Es ist keine reine Donald-Trump-Biographie, sondern - wie der Titel schon verrät - eine Familiengeschichte. Denn nur so würde man Donalds "psychopathologische Symptome" und sein "dysfunktionales Verhalten" verstehen, schreibt die ausgebildete Psychologin Mary L. Trump. Die Wurzeln dieses Verhalten liegen demnach schon in der Kindheit des Präsidenten: Weil seine Emotionen für seine Eltern keine Rolle spielten, fehle ihm selber das Fundament für Einfühlungsvermögen, diagnostiziert die Autorin.

Spott bei Entschuldigung

In weiterer Folge spiegelt sie die Geschichte Donalds mit der seines älteren Bruders Freddy. Zentrale Gestalt für die beiden Brüder war ihr Vater Fred Trump, laut der Autorin ein lupenreiner Soziopath. Diesen interessieren seine Söhne nur als Mitarbeiter und Nachfolger des von ihm aufgebauten Immobilienimperiums. Was sie dafür zu sein haben (und das sagt auch einiges über den amerikanischen Kapitalismus und die Immobilienbranche aus): hart und rücksichtslos. Schon als kleine Kinder werden die Trump-Söhne vom Vater verspottet, wenn sie sich für etwas entschuldigen. Das machen nur Verlierer.

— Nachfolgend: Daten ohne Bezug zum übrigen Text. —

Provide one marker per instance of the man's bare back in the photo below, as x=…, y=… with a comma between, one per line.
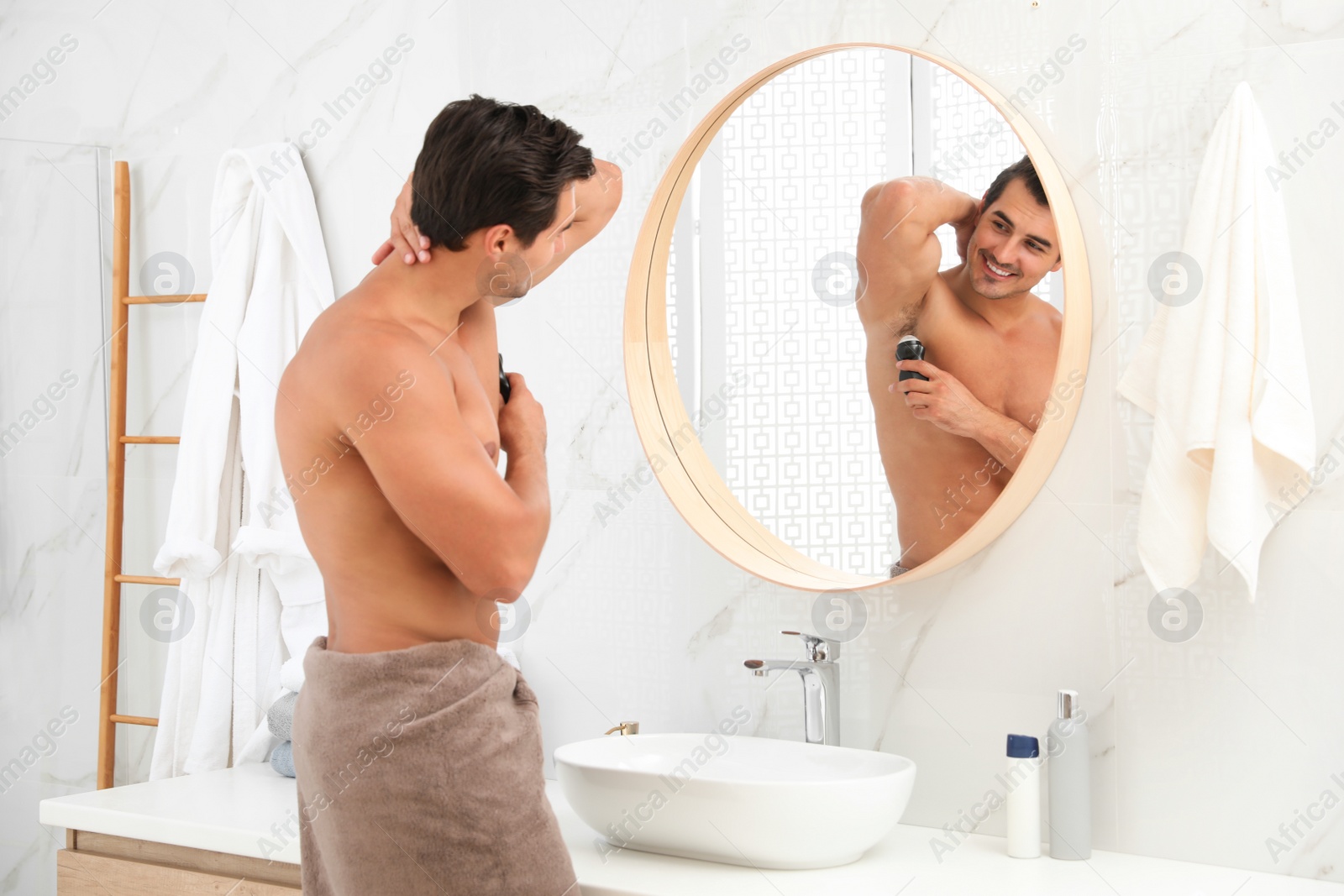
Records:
x=949, y=446
x=385, y=586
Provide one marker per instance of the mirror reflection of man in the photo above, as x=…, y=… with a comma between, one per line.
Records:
x=951, y=443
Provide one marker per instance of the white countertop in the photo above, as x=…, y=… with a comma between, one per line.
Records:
x=244, y=812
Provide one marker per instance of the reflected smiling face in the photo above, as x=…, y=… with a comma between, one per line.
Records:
x=1015, y=237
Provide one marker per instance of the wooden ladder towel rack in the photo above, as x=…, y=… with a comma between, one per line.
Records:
x=118, y=443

Freddy ist zu weich für dieses Wertesystem, wird von seinem Vater verachtet und durch diese Ablehnung vernichtet. Der junge Donald bekommt das mit, will nicht das gleiche Schicksal erleiden und wird, was der Vater von ihm erwartet: ein skrupelloser "Killer". Und so darf Donald mit den Geldern des Vaters in Manhattan den großen Bauherrn spielen. Deshalb zählt für Donald bis heute nur eines: der Gewinner zu sein, der Größte und Beste. Egal, wie viel Lug und Betrug dahintersteckt.

Betrachtet man das Verhalten von Trump als US-Präsident, scheint die Erzählung seiner Nichte schlüssig. Dass der Sprössling einer Familie, in der man nur untergehen oder ein Monster werden konnte, nun Staatschef einer Weltmacht ist, ist auch einer der Hauptgründe für dieses Buch: Mary L. Trump will vor der Wiederwahl des Onkels warnen, der mit "psychopathischen Missachtung menschlichen Lebens" in der Corona-Krise Bundesstaaten Atemmasken vorenthält, weil ihn deren Gouverneure kritisiert haben.

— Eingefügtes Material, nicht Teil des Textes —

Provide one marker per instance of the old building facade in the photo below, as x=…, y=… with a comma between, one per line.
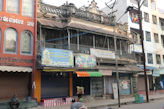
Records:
x=76, y=48
x=17, y=47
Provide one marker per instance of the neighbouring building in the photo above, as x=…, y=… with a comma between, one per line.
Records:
x=17, y=47
x=153, y=39
x=75, y=47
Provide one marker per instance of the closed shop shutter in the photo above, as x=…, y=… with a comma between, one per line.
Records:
x=97, y=86
x=54, y=85
x=14, y=84
x=141, y=83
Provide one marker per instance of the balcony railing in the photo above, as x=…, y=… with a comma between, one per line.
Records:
x=83, y=49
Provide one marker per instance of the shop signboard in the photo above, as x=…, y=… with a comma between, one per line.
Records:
x=137, y=48
x=85, y=61
x=102, y=53
x=124, y=86
x=57, y=57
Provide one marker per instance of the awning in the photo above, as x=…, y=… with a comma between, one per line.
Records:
x=95, y=74
x=15, y=69
x=88, y=74
x=123, y=69
x=106, y=72
x=147, y=67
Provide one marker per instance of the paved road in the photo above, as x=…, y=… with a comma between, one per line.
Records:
x=157, y=104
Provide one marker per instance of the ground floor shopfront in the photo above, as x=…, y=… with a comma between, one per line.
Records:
x=63, y=84
x=16, y=83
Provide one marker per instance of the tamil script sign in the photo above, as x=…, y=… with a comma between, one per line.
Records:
x=16, y=21
x=57, y=57
x=85, y=61
x=102, y=53
x=156, y=72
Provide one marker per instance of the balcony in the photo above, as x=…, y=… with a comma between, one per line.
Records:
x=122, y=54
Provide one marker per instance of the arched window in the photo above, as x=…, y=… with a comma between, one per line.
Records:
x=11, y=37
x=12, y=6
x=1, y=5
x=26, y=42
x=28, y=8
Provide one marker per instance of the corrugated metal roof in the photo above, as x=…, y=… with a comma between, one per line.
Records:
x=15, y=69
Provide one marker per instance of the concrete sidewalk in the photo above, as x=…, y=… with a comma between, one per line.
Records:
x=106, y=102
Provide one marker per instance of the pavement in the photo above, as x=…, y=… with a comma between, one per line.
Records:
x=93, y=104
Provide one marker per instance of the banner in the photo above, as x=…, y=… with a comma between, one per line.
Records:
x=102, y=53
x=57, y=57
x=85, y=61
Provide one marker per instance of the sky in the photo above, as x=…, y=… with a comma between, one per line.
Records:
x=100, y=3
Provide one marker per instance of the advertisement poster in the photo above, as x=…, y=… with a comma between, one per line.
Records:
x=125, y=88
x=85, y=61
x=102, y=53
x=57, y=57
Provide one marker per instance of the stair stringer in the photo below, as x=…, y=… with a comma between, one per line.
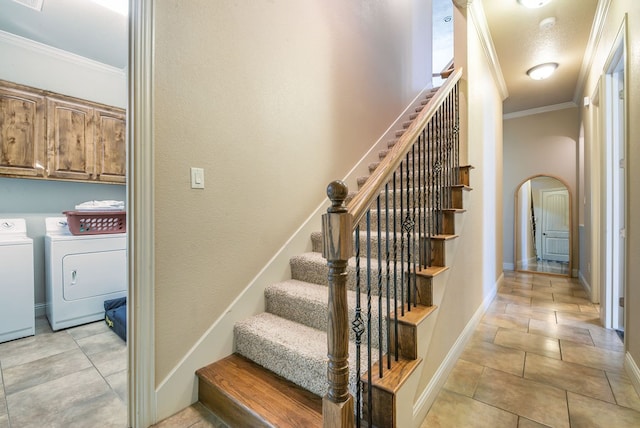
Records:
x=405, y=396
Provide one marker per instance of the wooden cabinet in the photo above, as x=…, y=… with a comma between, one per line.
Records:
x=48, y=135
x=22, y=149
x=110, y=145
x=70, y=137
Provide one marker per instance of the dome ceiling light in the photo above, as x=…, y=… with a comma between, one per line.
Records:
x=542, y=71
x=532, y=4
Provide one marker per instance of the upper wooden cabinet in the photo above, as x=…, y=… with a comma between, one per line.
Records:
x=70, y=136
x=83, y=140
x=110, y=145
x=22, y=148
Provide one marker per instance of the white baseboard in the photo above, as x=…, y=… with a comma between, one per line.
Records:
x=632, y=371
x=179, y=388
x=585, y=284
x=428, y=396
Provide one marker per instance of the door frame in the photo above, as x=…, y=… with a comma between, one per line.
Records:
x=544, y=216
x=517, y=241
x=140, y=218
x=610, y=238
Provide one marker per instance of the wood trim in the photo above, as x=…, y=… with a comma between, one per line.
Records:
x=360, y=203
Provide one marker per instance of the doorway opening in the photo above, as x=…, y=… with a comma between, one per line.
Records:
x=543, y=226
x=615, y=186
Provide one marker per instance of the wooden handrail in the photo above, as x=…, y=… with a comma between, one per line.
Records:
x=366, y=196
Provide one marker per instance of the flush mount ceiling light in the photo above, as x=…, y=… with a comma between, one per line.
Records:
x=532, y=4
x=542, y=71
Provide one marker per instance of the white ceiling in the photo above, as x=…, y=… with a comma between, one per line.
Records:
x=82, y=27
x=87, y=29
x=520, y=44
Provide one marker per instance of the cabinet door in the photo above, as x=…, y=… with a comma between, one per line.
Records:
x=22, y=145
x=70, y=136
x=110, y=145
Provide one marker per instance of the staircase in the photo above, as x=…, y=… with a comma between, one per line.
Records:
x=278, y=373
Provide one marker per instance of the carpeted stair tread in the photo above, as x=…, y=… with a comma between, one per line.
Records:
x=243, y=393
x=289, y=349
x=306, y=303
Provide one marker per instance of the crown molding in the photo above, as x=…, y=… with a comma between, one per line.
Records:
x=482, y=28
x=462, y=3
x=538, y=110
x=42, y=49
x=594, y=39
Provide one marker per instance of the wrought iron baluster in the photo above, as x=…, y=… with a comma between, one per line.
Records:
x=369, y=356
x=358, y=329
x=388, y=279
x=401, y=239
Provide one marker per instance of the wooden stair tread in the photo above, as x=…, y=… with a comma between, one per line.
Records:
x=462, y=187
x=443, y=237
x=432, y=271
x=235, y=385
x=392, y=379
x=416, y=315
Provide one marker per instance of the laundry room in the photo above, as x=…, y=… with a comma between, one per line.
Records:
x=62, y=150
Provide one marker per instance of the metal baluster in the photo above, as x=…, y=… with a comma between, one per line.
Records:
x=401, y=239
x=395, y=265
x=380, y=311
x=358, y=329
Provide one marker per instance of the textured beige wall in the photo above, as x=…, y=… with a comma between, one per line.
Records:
x=614, y=19
x=274, y=99
x=546, y=144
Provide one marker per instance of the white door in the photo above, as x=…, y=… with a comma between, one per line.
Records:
x=555, y=225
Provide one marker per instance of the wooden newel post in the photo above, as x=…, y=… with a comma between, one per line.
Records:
x=337, y=404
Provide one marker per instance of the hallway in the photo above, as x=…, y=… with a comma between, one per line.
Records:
x=538, y=358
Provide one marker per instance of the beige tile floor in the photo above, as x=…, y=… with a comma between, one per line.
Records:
x=71, y=378
x=539, y=358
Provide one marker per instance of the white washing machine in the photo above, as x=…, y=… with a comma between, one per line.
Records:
x=81, y=273
x=17, y=305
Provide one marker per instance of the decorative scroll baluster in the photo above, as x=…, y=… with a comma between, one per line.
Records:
x=424, y=160
x=388, y=282
x=369, y=356
x=337, y=404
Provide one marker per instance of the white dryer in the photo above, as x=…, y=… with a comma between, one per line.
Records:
x=17, y=313
x=81, y=273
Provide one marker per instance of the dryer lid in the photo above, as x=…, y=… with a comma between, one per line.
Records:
x=12, y=229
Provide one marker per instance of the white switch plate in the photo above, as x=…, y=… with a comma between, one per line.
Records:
x=197, y=178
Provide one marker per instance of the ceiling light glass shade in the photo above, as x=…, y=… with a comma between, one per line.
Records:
x=532, y=4
x=542, y=71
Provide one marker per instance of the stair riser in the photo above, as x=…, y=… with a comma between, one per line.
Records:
x=401, y=181
x=304, y=370
x=315, y=315
x=400, y=198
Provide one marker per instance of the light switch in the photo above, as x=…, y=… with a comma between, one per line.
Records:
x=197, y=178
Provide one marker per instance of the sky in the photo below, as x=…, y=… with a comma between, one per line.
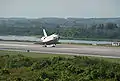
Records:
x=60, y=8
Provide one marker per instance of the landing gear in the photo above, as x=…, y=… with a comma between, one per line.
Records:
x=53, y=45
x=45, y=45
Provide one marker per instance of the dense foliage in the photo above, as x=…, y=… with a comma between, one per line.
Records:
x=77, y=68
x=108, y=28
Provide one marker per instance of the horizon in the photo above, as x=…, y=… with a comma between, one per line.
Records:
x=60, y=8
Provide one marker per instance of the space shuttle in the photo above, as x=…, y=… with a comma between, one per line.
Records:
x=49, y=40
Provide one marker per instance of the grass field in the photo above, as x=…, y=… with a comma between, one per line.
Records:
x=41, y=67
x=43, y=55
x=31, y=54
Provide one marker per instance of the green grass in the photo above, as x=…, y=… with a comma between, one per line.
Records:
x=31, y=54
x=41, y=67
x=43, y=55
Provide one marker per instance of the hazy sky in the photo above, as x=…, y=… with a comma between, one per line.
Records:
x=59, y=8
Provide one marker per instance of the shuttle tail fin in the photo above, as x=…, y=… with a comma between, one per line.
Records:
x=45, y=34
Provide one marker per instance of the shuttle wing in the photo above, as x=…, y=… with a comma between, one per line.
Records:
x=45, y=34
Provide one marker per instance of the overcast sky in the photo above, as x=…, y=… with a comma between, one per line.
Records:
x=60, y=8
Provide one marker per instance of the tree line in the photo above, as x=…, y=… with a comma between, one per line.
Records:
x=107, y=30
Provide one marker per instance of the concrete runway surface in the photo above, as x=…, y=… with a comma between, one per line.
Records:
x=112, y=52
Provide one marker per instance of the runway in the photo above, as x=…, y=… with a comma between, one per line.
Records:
x=62, y=49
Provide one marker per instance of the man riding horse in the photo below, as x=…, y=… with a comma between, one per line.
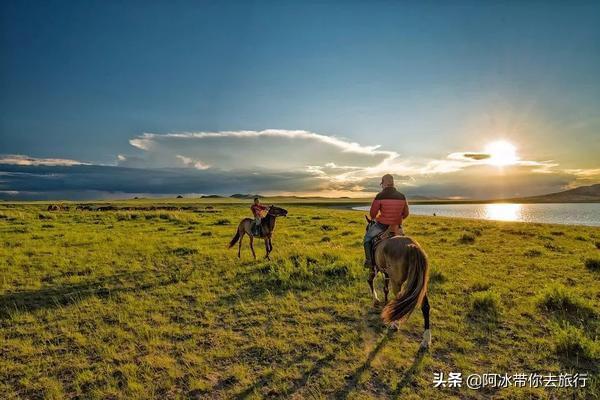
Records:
x=389, y=209
x=258, y=211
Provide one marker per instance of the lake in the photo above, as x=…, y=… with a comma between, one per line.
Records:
x=564, y=213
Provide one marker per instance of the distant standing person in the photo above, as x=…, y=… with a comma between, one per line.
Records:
x=388, y=208
x=258, y=211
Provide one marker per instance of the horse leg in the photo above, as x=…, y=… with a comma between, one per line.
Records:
x=372, y=276
x=267, y=248
x=386, y=286
x=395, y=290
x=427, y=334
x=252, y=246
x=240, y=244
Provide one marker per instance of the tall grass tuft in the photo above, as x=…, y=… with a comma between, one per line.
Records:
x=564, y=303
x=467, y=238
x=570, y=342
x=485, y=305
x=593, y=264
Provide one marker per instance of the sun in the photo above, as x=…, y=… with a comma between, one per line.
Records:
x=501, y=153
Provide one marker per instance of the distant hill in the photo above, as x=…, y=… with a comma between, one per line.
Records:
x=245, y=196
x=582, y=194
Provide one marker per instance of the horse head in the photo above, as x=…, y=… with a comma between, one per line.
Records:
x=277, y=211
x=369, y=222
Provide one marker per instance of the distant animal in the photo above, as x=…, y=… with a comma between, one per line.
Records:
x=57, y=207
x=267, y=228
x=402, y=262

Man hat aber den Eindruck, dass Mary L. Trump nicht nur als Psychologin, sondern auch als verletzte Tochter des zugrunde gerichteten Freddy schreibt. Sie will ihrem Onkel nichts zugestehen: Donald sei unreif, emotional nicht viel weiter als ein Dreijähriger und lasse sich oft instrumentalisieren.

Was sie nicht erwähnt: Donald Trump instrumentalisiert auch andere und ist nach seinen Maßstäben ein Gewinner. Er schaffte es, als er gerade pleite war, dass ihm die in seine Projekte involvierten Banken eine monatliche Apanage von 450.000 Dollar auszahlten. Der Boulevard feierte ihn jahrelang als erfolgreichen Geschäftsmann und Playboy. Er wurde US-Präsident. Fred Trump wäre stolz auf seinen Sohn: Er ist tatsächlich ein "Killer", der ohne Rücksicht alle Mittel einsetzt, um zu gewinnen. Deshalb sollte man Trump trotz aller schlechten Umfragewerte bei der US-Wahl im November nicht abschreiben.

Sachbuch

Mary L. Trump

Zu viel und nie genug. Wie meine Familie den gefährlichsten Mann der Welt erschuf.